PURPOSE OF THE STUDY The purpose of the thesis is to study whether established psychological concepts facilitate understanding various dividend related phenomena, such as dividend smoothing. More specifically, this thesis examines the role of reference points and signaling in a dividend framework among EU15 companies and aims to lend support to earlier findings in different geographical settings. The set of hypotheses examine both the dividend policy setting characteristics (managers' perspective) and the market reaction to dividend changes (investors'perspective). At the core of the study is the assumed non-linearity of DPS change inflicted market reactions.
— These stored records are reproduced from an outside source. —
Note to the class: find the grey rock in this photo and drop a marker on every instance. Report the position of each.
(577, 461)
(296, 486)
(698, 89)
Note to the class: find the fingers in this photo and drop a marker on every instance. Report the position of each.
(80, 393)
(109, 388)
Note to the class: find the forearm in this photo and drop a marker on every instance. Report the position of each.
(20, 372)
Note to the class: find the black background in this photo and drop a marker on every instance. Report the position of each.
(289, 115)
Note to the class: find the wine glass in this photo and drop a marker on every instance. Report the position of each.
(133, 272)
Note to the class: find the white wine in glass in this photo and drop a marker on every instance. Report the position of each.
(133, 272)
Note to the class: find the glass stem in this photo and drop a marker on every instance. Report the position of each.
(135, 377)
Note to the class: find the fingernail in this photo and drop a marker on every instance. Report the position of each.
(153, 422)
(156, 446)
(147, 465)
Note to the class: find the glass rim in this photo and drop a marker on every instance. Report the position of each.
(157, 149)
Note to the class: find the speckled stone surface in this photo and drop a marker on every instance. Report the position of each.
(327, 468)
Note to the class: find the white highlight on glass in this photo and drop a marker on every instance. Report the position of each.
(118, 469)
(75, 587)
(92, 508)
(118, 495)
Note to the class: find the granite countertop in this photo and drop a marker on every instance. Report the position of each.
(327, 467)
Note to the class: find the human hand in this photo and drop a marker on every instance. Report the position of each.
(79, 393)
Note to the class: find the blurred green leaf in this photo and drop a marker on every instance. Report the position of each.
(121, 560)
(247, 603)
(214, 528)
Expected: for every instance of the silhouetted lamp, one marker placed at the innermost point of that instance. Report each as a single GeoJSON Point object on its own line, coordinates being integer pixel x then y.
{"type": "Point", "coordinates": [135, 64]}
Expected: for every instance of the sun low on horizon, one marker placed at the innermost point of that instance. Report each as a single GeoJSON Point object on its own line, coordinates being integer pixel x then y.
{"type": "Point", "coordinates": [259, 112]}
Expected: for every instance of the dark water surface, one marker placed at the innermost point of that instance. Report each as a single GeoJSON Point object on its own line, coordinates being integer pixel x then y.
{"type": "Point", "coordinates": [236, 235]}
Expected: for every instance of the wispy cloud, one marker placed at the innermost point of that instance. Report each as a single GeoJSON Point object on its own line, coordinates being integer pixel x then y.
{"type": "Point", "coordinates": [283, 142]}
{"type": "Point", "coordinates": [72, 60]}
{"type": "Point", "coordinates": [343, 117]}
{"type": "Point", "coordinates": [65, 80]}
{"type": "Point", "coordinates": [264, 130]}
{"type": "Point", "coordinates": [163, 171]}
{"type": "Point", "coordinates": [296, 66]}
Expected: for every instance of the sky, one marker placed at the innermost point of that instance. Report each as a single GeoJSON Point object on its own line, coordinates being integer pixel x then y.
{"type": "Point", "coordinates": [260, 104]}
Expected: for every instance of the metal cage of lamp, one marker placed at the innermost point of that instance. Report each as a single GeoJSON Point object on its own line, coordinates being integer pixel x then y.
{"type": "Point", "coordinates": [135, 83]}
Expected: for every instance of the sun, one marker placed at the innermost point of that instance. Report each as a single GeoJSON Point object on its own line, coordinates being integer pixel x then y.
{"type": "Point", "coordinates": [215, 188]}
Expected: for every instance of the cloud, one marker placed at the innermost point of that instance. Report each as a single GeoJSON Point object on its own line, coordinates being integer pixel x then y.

Also other interesting features associated with dividends, such as the role of dividend streaks and round numbers, are explored.

DATA AND METHODOLOGY The dataset utilized in the study comprises 31,520 DPS observations and 21,740 DPS change observations. The sample is based on companies domiciled in EU15 countries. The sample period extends from January 1993 to December 2012. All data is retrieved from Thomson ONE database. To test the hypotheses, various basic statistical methods are utilized with OLS regressions and descriptive statistics serving as the starting point. Piecewise linear regressions are also employed to study the expected non-linearity of dividend change inflicted market reaction.

RESULTS The empirical results of this study show the important role of psychological concepts in explaining dividend related phenomena. The vast majority of results are statistically and economically significant and consistent with the hypotheses set forth. The results imply that investors evaluate the dividend payments in comparison to DPS rates established in prior periods. Investors react to dividend changes in a manner which suggests that managers are believed to signal information through dividend policy. Moreover, prospect theory value function characteristics can be seen in investors' market reaction patterns and the salience of a reference point is strengthened by dividend streaks. In addition, dividend smoothing elements are evident in the distribution of raw DPS observations as well as the centering on round numbers for both raw DPS and DPS change observations. It seems that managers are reluctant to cut an established level of dividend in fear of an adverse market reaction. This effect is not, however, present in the scarce number of dividend cuts observed within EU15 companies.